A change of Director
One casualty of this politicisation of the Management Committee had been Anthony Perry. Exasperated by 'the endless political pressure and the total lack of interest in the Trust's constructive work from the elected side', he developed serious health problems and left the Trust in 1976.
Although the political squabbling had brought the Trust to the brink, its expanding building programme, which started in the autumn of 1974 just as the MDT launched some of its most bitter attacks, had continued. It showed that the Trust, despite the dire in-fighting, could still manage somehow to work after all. Jennifer Jenkins' resolute chairing and the 'icy politeness' with which she treated both sides of the political divide helped, in Perry's words, to 'unite our motley coalition towards practical action'.

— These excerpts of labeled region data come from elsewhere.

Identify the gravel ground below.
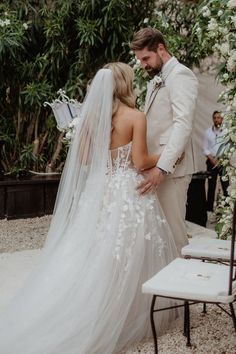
[0,216,236,354]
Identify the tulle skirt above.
[0,169,177,354]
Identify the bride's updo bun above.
[104,62,135,115]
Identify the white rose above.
[220,42,229,55]
[4,19,11,26]
[230,132,236,142]
[227,0,236,9]
[223,73,229,80]
[228,187,236,198]
[227,50,236,72]
[232,95,236,108]
[202,7,211,17]
[207,18,218,31]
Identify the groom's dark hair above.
[130,27,166,52]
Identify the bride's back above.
[110,104,138,149]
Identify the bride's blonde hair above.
[104,62,135,115]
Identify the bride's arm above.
[132,112,160,170]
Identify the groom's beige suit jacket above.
[145,57,198,254]
[144,57,198,177]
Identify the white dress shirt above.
[203,125,224,157]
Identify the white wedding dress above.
[0,143,176,354]
[0,70,177,354]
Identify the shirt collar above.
[161,57,178,78]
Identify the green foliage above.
[0,0,154,175]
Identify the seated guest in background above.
[203,111,229,212]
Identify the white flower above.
[151,75,163,90]
[4,18,11,26]
[227,50,236,72]
[220,42,229,55]
[202,6,211,17]
[0,18,11,27]
[223,73,229,80]
[202,6,211,17]
[207,18,218,31]
[227,0,236,9]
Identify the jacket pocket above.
[160,135,169,145]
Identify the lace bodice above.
[108,142,134,173]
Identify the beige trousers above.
[157,175,192,255]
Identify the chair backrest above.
[229,202,236,295]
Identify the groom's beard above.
[145,64,163,79]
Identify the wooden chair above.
[142,204,236,354]
[181,235,236,264]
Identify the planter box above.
[0,176,60,219]
[186,171,209,227]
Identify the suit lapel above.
[144,87,161,114]
[144,57,179,114]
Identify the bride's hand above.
[137,167,166,195]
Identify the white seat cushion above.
[181,237,236,261]
[142,258,236,303]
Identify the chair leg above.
[184,301,191,347]
[150,295,158,354]
[202,302,206,313]
[183,302,187,337]
[229,303,236,332]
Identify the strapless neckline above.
[109,140,132,151]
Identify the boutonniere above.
[151,75,164,91]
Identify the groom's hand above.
[137,167,166,195]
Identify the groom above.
[130,27,198,253]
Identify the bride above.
[0,63,177,354]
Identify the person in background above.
[203,111,229,216]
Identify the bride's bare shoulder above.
[129,108,146,120]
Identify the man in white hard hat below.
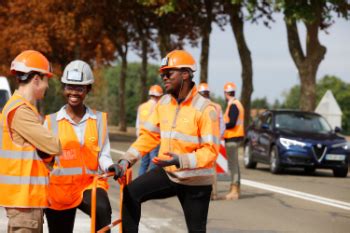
[45,60,117,233]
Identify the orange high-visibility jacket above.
[136,99,157,136]
[224,98,244,138]
[46,112,108,210]
[124,87,219,185]
[0,94,49,208]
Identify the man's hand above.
[152,152,180,167]
[108,159,129,180]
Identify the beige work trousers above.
[5,208,44,233]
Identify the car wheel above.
[270,146,282,174]
[304,167,316,174]
[333,166,349,177]
[243,142,257,168]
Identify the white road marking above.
[111,149,350,210]
[241,179,350,210]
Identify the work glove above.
[152,152,180,168]
[108,159,129,180]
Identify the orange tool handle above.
[90,169,132,233]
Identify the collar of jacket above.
[171,82,198,105]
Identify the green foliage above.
[250,97,270,109]
[281,85,300,109]
[210,93,226,111]
[274,0,349,29]
[282,75,350,134]
[94,63,161,125]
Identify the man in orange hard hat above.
[114,50,219,233]
[224,82,244,200]
[198,83,225,200]
[0,50,61,233]
[136,85,163,176]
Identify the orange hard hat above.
[198,83,209,92]
[159,50,196,73]
[224,82,236,92]
[11,50,53,77]
[148,85,163,96]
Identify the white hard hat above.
[61,60,94,85]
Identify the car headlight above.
[332,142,350,150]
[280,138,306,149]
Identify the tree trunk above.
[158,19,171,58]
[140,37,148,103]
[118,46,128,132]
[229,4,253,130]
[200,0,213,83]
[284,0,326,111]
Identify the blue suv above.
[244,110,350,177]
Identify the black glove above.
[108,159,129,180]
[152,152,180,168]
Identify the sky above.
[129,14,350,103]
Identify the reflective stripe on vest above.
[0,93,49,208]
[160,131,220,145]
[172,168,215,178]
[0,175,49,185]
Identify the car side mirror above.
[261,123,270,129]
[334,126,341,133]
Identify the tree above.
[251,97,270,109]
[225,0,253,129]
[276,0,350,111]
[282,75,350,134]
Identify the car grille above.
[312,144,327,162]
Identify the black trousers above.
[122,168,212,233]
[45,188,112,233]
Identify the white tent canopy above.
[315,90,343,129]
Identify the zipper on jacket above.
[169,104,180,152]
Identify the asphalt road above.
[0,135,350,233]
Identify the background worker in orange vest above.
[136,85,163,176]
[0,50,61,233]
[224,82,244,200]
[45,60,117,233]
[113,50,219,233]
[198,83,225,200]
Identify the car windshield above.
[275,113,332,133]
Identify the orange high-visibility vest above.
[46,112,108,210]
[136,99,157,135]
[0,94,49,208]
[224,98,244,138]
[127,87,220,182]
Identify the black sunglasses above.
[160,69,186,79]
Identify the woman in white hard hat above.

Roger Matland, the newly appointed Director to the Trust, had been running Dame Colet House – one of the old settlements in the East End. Reviving it as a centre for community action had forced him to obtain considerable fundraising experience and a decade of knocking on doors and arguing his case had given him a range of good contacts. Experienced in the management of voluntary organisations he had initiated pensioners' action groups, adventure playgrounds and tenants' co-ops. Through his involvement in setting up a neighbourhood law centre, he had become familiar with the process of setting out coherent and well rehearsed strategies to win community battles.
Prudent interests
Matland had also developed a taste for the law as it related to charities and was now able to underline the Chair's insistence on the committee's independent role. With a letter from the Charity Commissioners he drew the attention of members to their legal duties and liabilities. As individual Trustees they were required to act with prudence, in the best interests of the Trust. These responsibilities could not be served by the extremes of group caucusing that kept distracting the committee from its task. The reminder helped to re-focus the work in hand.

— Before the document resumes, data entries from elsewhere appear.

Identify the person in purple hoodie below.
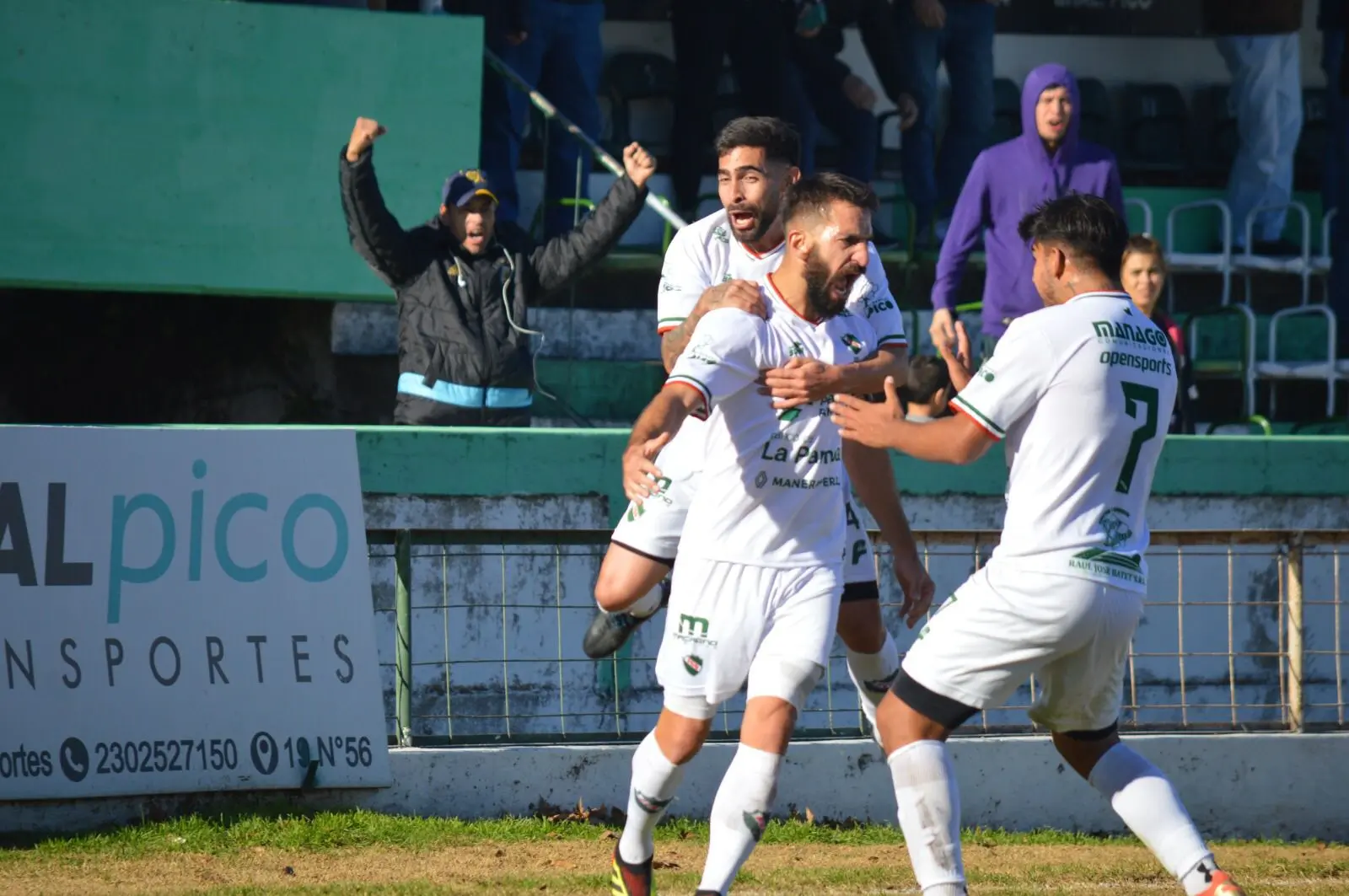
[928,63,1125,357]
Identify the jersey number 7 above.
[1115,382,1158,496]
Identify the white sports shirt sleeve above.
[848,244,909,348]
[656,227,712,336]
[951,319,1052,441]
[665,308,764,420]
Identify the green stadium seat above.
[1121,83,1190,177]
[1078,78,1117,151]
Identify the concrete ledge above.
[0,734,1349,842]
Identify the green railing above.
[368,529,1349,746]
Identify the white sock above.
[886,741,965,896]
[618,732,684,865]
[1088,743,1218,896]
[847,631,900,732]
[697,743,782,896]
[625,584,665,620]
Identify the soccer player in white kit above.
[583,117,932,732]
[611,174,877,896]
[831,195,1243,896]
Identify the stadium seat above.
[1293,88,1326,190]
[1165,198,1236,309]
[1124,196,1156,236]
[1121,83,1190,175]
[1232,200,1314,305]
[1255,305,1342,417]
[1185,305,1259,417]
[600,52,674,157]
[989,78,1021,146]
[1078,78,1115,150]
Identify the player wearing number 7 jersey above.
[831,195,1243,896]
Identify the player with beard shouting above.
[583,117,932,732]
[610,174,895,896]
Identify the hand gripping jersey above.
[666,276,877,568]
[951,292,1176,591]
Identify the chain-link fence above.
[368,529,1349,745]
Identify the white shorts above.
[656,557,841,719]
[895,566,1142,732]
[611,474,879,591]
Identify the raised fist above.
[347,119,384,162]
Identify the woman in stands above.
[1120,233,1199,436]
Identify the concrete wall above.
[0,734,1349,841]
[367,496,1349,739]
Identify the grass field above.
[0,813,1349,896]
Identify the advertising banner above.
[0,427,391,800]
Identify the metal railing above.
[367,529,1349,745]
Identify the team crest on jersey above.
[1097,507,1133,548]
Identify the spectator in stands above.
[1317,0,1349,357]
[931,65,1125,357]
[1205,0,1302,255]
[792,0,917,184]
[1120,233,1199,436]
[893,0,997,247]
[339,119,656,427]
[464,0,605,239]
[900,355,954,424]
[670,0,804,222]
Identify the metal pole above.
[483,47,686,228]
[1288,532,1304,732]
[394,529,413,746]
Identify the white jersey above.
[951,292,1176,591]
[666,276,875,568]
[656,209,908,476]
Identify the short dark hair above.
[782,171,881,222]
[713,115,801,166]
[900,355,951,405]
[1017,193,1129,281]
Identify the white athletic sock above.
[697,743,782,896]
[618,732,684,865]
[847,631,900,732]
[626,584,664,620]
[886,741,966,896]
[1088,743,1218,896]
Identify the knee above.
[656,711,711,765]
[1051,723,1120,780]
[838,600,886,653]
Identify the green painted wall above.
[356,427,1349,517]
[0,0,481,297]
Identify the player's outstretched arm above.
[830,379,997,464]
[661,279,767,373]
[760,343,909,407]
[623,384,703,502]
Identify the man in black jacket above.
[340,119,656,427]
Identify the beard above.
[805,249,863,319]
[726,196,778,243]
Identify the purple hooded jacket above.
[932,65,1125,336]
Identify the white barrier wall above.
[0,734,1349,841]
[366,483,1349,738]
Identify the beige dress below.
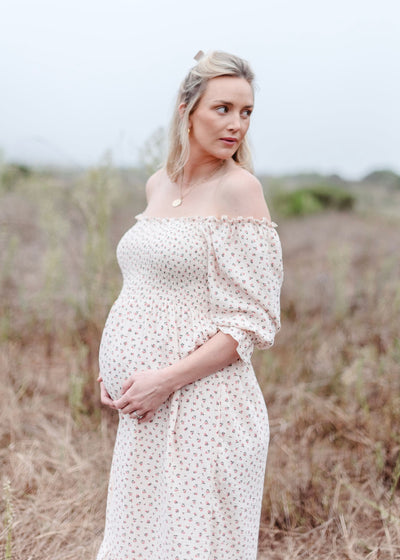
[97,214,282,560]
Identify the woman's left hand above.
[114,369,171,423]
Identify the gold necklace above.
[171,159,225,208]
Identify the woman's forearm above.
[164,331,239,393]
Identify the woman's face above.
[189,76,254,159]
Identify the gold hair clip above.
[193,51,204,62]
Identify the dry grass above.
[0,168,400,560]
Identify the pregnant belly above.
[99,302,179,399]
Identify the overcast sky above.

"Early impressions of the Trust land were of its emptiness. It was eerie walking past a boarded-up bay in the evening and seeing 30 or 40 vagrants there round a bonfire.” Roger Matland
Getting the finances under control
Matland had discovered that the Trust was effectively bankrupt. This was brought home when the Royal Borough's Deputy Director of Finance (standing in for the Honorary Treasurer of the Trust) rang Matland to let him know the Trust's bank account could not cover the month's salary cheques. The incident made the financial issues very clear. The Trust had to claim its independence from the Council if it was to manage its own affairs. Matland insisted on the transfer of Trust finances from the Town Hall to the Trust's own office, under Trust control. Financial information needed to be instantly available and, if the organisation was to be effective in carrying out the big development task ahead, it needed a long term financial strategy. Hand to mouth financing was no longer adequate.
The new approach
The move towards financial self-sufficiency in the late 70s was initiated by Roger Matland, David Wilcox (Jennifer Jenkins' successor as Chair) and Stephen Duckworth (a community representative and Chair of the Trust's Finance and Staff Committee). The new approach showed community representatives that there was a better way of achieving independence and building amenities than endlessly demanding constitutional changes and fighting the Council for money. The emerging strategy provided a stronger common purpose and co-operation in committee. The contribution of individual members was now more welcome, their differences better respected and their skills and experience increasingly valued.